Back on the river…practicing my social skills. Two women coming toward me stop. One asked me if she knew me because I looked familiar. I gave her my name and she said, no, must be someone else. Before they moved on I asked her name. She gave it and I said that now we know each other. She found that funny. And of course, by now, we have both forgotten. But for me it was another big step to talk to someone.
Poor trees…reaching out, waving all their new leaves…it gets to be too much! The river is very high and more trees may just give in to the wet and topple in.
And then the things I couldn’t help bring back home. Goose feather and “Tennessee Toothpicks” that are really the centers of tulip poplar blooms.
They mow a path from my new place over to the soccer fields and gym I go to.
When I checked the house Thursday only this black pipe seemed new in the building process.
The builder says August 15 is a good date to move in…..but “Don’t hold me to it.” I won’t.
After the inspection last week and what looks like a sure sale of the house, I started packing up more.
There was little to no sadness taking the things down and packing them in boxes. It is time to start again. Some pieces were very, very dusty! I will have to get someone, a tall someone, to come and climb a ladder to hand down the rest. This piece I found in the entry was pretty packed with dust. I took a damp paper towel to get a good look at it.
I bought a large gourd, drew on it, then covered the drawing with basswood inner bark that I had stripped to make cordage and baskets in the eighties. Then I burned in designs on the basswood strips. Next other dried plant fibers and cornhusks after making a clay face and coiled hat.
Finished off with coconut and clay beads from Africa that my irresistible importer tempted me with. All together, The Gourd Woman makes a nice rattly chatter when handled.
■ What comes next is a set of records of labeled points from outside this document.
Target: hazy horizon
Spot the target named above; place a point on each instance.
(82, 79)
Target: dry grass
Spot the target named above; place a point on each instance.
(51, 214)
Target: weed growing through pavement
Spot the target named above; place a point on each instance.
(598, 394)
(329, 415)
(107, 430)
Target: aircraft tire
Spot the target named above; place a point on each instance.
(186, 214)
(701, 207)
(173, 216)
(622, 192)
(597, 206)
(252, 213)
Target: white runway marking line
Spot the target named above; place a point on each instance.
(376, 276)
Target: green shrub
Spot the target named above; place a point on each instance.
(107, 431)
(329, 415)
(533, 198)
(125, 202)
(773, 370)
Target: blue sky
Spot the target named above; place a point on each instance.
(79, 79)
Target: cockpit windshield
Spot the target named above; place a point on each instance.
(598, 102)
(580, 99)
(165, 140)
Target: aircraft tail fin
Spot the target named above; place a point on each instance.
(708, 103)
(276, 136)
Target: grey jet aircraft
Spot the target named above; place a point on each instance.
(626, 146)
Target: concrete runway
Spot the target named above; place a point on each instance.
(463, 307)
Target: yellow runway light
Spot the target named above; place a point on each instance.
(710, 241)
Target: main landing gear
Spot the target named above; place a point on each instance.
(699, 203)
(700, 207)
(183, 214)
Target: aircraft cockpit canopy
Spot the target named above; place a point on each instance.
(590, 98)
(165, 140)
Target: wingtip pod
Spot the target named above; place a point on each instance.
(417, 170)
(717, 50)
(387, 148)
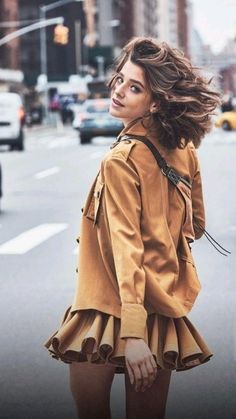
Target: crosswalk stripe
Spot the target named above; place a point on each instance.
(31, 238)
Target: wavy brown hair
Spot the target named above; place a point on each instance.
(186, 99)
So she will come along with me as a reminder of those days when I loved the natural fibers of the basket making world.
There is a large carton, never unpacked, down in the storage room. It will go back north when the U Haul truck goes with all that the kids and Marla are taking home. This morning on our weekly call, they wanted to know what was in it. So I looked.
A frame Lee made fallen away from its painting and a watercolor copy someone, his mother or aunt did.
A painting of a barn I did in 1981. Wallpaper across the back kept the frame attached.
Crewel work I did when the kids were very young. I liked drawing with yarn back then….or they more likely are my mothers because she loved doing these on visits.
Puzzles, lincoln logs, leggos, clay blocks, and those sticks and wheels with holes (I forgot what they are called).
Patrick’s wood carving signed and dated on the back when he was twelve years old.
Another water color copy to make a pair and another pair of Godey girl prints, nicely framed and from Lee’s side of the family.
All of it goes north and between the three of them, it will be taken care of.
Why do we keep things that we really would not want. It must be that someone in the family made it. These things are the physical evidence of what they loved doing. Are we supposed to keep these unopened boxes forever? Drag them from house to house only to stuff them into basements and attics? No, they are not coming with me on this next trip. There is just enough space for the things I love looking at, touching, reading, caressing…..And later on my children will have to deal with every one of those things. Just not now.